Perché è il volto di Arkadiusz Milik a rincuorare, a scuotere anima e futuro. A ribadire che niente è perduto, e che forse il futuro può essere davvero quel che vuoi tu, quel che hai sempre desiderato. È quel movimento da centravanti puro, è quel pugno stretto e il muso duro davanti alla curva. È la voglia di ripartire, che ora accomuna tutti e che ora tutti vedono in lui. E forse solo in lui.

89 MINUTI DOPO

Ci ha messo 89 minuti totali a risalire sul trono. Ci ha messo 89 minuti a recuperare sorrisi e abbracci, a sentirsi di nuovo vivo, parte integrante del suo contorno. E del suo futuro. Con una mezza girata, il polacco ha chiarito a se stesso chi comanda: non c’è più paura, adesso. Probabilmente non ce n’è mai stata.

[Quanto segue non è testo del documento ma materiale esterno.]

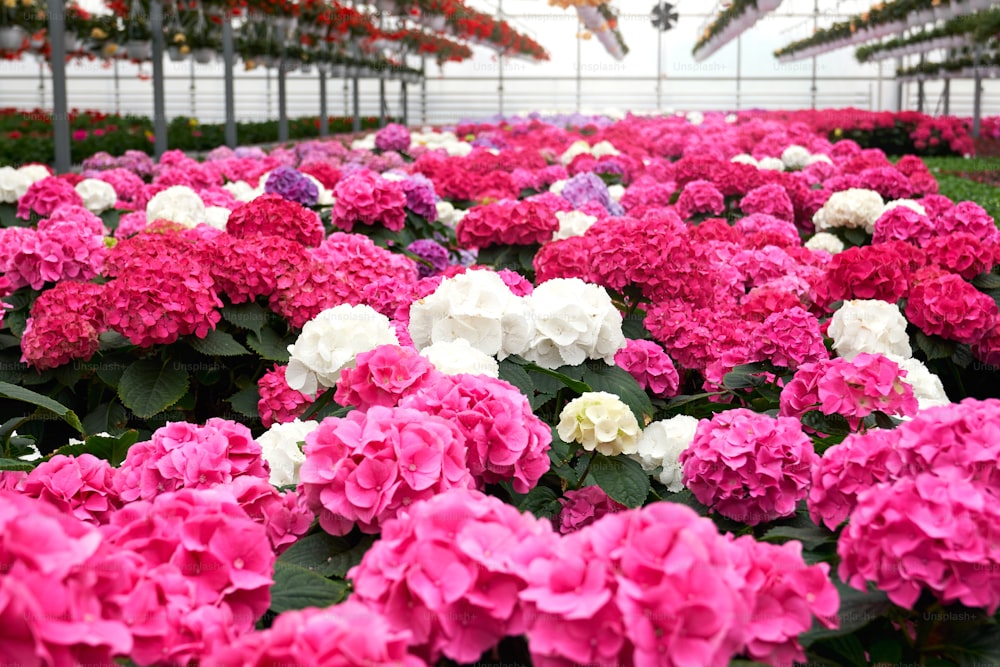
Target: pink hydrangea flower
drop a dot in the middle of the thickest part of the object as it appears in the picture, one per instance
(366, 197)
(278, 402)
(582, 507)
(949, 307)
(45, 196)
(852, 389)
(383, 376)
(366, 468)
(505, 440)
(770, 199)
(749, 467)
(81, 486)
(450, 571)
(650, 366)
(183, 455)
(929, 532)
(699, 198)
(321, 636)
(56, 593)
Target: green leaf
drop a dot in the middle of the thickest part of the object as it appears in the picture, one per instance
(248, 316)
(296, 587)
(621, 478)
(245, 401)
(110, 417)
(616, 380)
(217, 344)
(987, 281)
(148, 386)
(327, 555)
(270, 345)
(542, 502)
(811, 536)
(16, 465)
(857, 609)
(111, 449)
(934, 347)
(17, 393)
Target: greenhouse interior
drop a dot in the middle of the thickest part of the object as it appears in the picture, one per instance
(467, 333)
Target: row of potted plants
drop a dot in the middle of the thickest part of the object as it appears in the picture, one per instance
(890, 18)
(730, 23)
(954, 34)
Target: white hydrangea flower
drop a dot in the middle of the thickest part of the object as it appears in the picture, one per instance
(281, 449)
(458, 356)
(869, 325)
(770, 164)
(476, 306)
(599, 421)
(241, 191)
(825, 241)
(331, 341)
(217, 216)
(818, 157)
(573, 321)
(97, 195)
(179, 204)
(602, 148)
(448, 214)
(927, 387)
(660, 446)
(13, 185)
(795, 157)
(908, 203)
(855, 209)
(572, 223)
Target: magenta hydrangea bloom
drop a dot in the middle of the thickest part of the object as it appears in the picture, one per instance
(183, 455)
(365, 468)
(582, 507)
(392, 137)
(749, 467)
(80, 486)
(367, 198)
(321, 636)
(651, 367)
(450, 570)
(505, 440)
(949, 307)
(56, 594)
(383, 376)
(930, 531)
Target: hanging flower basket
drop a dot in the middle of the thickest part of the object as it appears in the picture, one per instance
(11, 38)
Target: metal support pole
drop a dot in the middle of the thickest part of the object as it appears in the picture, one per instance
(579, 68)
(404, 103)
(500, 62)
(192, 89)
(977, 105)
(381, 99)
(228, 54)
(812, 88)
(659, 70)
(356, 106)
(118, 89)
(282, 102)
(60, 120)
(423, 90)
(324, 117)
(739, 72)
(159, 99)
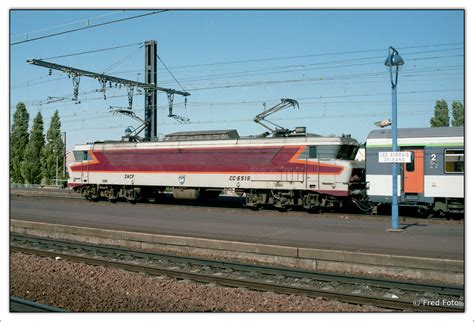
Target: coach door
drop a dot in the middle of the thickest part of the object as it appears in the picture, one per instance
(414, 172)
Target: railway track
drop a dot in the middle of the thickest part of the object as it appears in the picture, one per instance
(343, 288)
(21, 305)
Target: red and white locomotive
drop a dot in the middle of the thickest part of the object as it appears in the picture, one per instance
(300, 169)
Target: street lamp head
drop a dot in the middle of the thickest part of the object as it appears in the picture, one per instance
(394, 60)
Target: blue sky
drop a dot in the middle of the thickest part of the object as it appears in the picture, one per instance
(232, 62)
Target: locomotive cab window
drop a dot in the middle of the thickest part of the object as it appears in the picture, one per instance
(82, 156)
(347, 152)
(411, 165)
(454, 161)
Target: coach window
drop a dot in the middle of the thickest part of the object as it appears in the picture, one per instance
(454, 161)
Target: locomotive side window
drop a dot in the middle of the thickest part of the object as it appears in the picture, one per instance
(454, 161)
(411, 166)
(328, 151)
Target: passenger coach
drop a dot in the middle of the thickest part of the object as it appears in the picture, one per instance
(434, 179)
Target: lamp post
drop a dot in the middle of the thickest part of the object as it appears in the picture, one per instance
(393, 62)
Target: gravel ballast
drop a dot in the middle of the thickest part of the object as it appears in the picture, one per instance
(81, 287)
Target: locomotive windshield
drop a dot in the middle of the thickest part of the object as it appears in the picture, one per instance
(81, 156)
(347, 152)
(342, 152)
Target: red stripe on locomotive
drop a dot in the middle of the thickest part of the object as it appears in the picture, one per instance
(206, 160)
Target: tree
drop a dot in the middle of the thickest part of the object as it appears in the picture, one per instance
(31, 164)
(53, 156)
(458, 114)
(441, 114)
(18, 141)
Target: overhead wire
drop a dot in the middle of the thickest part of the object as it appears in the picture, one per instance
(91, 51)
(157, 56)
(87, 27)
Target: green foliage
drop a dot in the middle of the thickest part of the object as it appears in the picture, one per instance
(18, 140)
(53, 152)
(31, 164)
(441, 114)
(458, 114)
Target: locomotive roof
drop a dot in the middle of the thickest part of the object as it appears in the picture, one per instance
(202, 135)
(419, 132)
(306, 138)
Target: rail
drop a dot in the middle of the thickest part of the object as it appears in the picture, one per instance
(313, 282)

Di sicuro, c’è una tremenda voglia di partecipare, di giocare, di allargare squadra e orizzonti. Di sentirsi vivo con un pallone tra i piedi e una porta da puntare.
Sarri lo centellina come si fa con le cose preziose, rare, che possono svoltarti una vita intera – figurarsi una partita di calcio. E nel turbinio di scelte fatte, di ossessive ripetizioni tattiche, Milik prova a districarsi nell’unico modo in cui il suo passato, presente e futuro si fondono: facendo gol. Nient’altro che un gol. Stra-importante per la squadra. Fondamentale per lui, poi. Che ha la forza necessaria per urlarlo al mondo: ‘Son tornato’. E no, stavolta non ha più intenzione di impiegare tempo e talento in altro.

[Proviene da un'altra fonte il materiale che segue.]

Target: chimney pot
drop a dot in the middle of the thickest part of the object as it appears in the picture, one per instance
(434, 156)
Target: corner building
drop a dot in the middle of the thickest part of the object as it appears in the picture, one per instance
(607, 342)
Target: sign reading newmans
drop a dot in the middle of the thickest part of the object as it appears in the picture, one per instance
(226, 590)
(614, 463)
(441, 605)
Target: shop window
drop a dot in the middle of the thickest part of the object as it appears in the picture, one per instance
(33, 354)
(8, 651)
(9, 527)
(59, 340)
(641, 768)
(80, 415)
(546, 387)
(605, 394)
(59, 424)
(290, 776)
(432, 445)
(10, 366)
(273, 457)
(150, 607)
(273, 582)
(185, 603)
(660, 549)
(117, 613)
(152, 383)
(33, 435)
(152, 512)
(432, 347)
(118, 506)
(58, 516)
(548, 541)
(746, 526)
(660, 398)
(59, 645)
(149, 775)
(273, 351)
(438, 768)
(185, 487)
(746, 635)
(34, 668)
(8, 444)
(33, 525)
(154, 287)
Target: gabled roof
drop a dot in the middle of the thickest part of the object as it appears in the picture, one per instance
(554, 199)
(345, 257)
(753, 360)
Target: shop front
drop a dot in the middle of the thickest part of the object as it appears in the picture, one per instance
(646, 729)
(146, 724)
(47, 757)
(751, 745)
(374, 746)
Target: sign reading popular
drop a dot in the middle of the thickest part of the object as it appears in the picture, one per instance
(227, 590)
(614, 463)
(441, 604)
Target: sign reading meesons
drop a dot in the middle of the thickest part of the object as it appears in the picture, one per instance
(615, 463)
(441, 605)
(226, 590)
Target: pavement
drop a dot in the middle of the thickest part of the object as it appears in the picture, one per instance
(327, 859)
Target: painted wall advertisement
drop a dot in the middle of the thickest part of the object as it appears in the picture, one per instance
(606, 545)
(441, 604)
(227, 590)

UN’ALTRA GESTIONE ALL’ORIZZONTE?

Ora Sarri si ritrova con briciole di scelte nel taschino, con una lunga sigaretta – e forse due – chiarificatrice. Si può relegare in un angolo l’ultima ondata di talento a disposizione? ‘Arek’ è un concentrato imponente di questo nuovo corso, di tutto quello che ha rappresentato il post Higuain, di tutto quel che rappresenta tutt’ora. In termini d’investimento economico e sociale, di cuore e di campo.
Ed è stata una lunga attesa, quella di Milik. Fatta di scampoli di gara, di sguardi attenti, di occhiate al cronometro per capire, vedere, sentire quanto destino ci fosse a disposizione. Un destino oggi racchiuso nel tempo di una sostituzione e nelle sportellate a fine gara, a buttar giù il mondo intero, a tener duro, ad agguantare i risultati, a recitare un copione già scritto e preparato alla vigilia.

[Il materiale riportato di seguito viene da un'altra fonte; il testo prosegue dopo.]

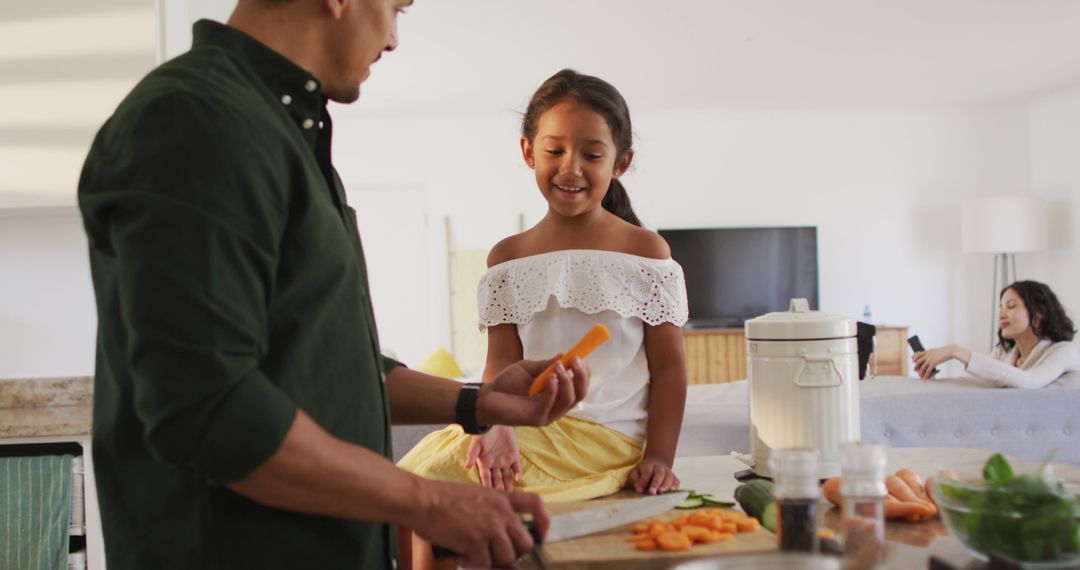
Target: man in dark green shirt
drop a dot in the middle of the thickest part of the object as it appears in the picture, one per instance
(241, 407)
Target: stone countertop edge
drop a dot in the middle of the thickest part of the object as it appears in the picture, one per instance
(45, 407)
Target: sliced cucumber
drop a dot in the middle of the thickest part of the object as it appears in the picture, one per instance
(691, 502)
(712, 500)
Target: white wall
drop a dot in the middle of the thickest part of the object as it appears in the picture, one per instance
(1055, 177)
(48, 320)
(882, 186)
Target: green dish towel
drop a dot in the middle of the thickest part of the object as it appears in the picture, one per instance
(35, 512)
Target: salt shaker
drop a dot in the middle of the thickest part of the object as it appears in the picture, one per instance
(797, 492)
(862, 487)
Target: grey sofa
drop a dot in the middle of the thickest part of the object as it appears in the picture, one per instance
(898, 411)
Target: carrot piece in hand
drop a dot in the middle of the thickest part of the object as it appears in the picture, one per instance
(674, 541)
(596, 336)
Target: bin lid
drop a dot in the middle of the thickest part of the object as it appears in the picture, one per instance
(799, 323)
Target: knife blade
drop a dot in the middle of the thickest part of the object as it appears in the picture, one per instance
(586, 521)
(590, 520)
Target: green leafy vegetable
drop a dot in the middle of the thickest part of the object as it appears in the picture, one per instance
(997, 471)
(1028, 517)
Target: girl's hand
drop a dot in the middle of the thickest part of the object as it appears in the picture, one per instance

Ci sarebbero forse 99 motivi per prendere questo macigno di dubbi e farli sfogare in campo, l’unico modo poi per alzar la gonna della verità. O magari, in fondo, ce n’è appena uno: la fiducia, sempre ben riposta, sempre ben ricambiata. No, non si risolvono con Milik in campo i problemi e le disattenzioni del Napoli: ma contro la sfortuna, forse Arkadiusz sa come si fa. È che l’ha già fatto, è che lo farà ancora.

Un lottatore col vizio del gol, bravo a farsi largo tra preghiere, sensi d’onnipotenza e quelli d’impotenza. Non ha mai fatto male, averne. Né lo farà mai.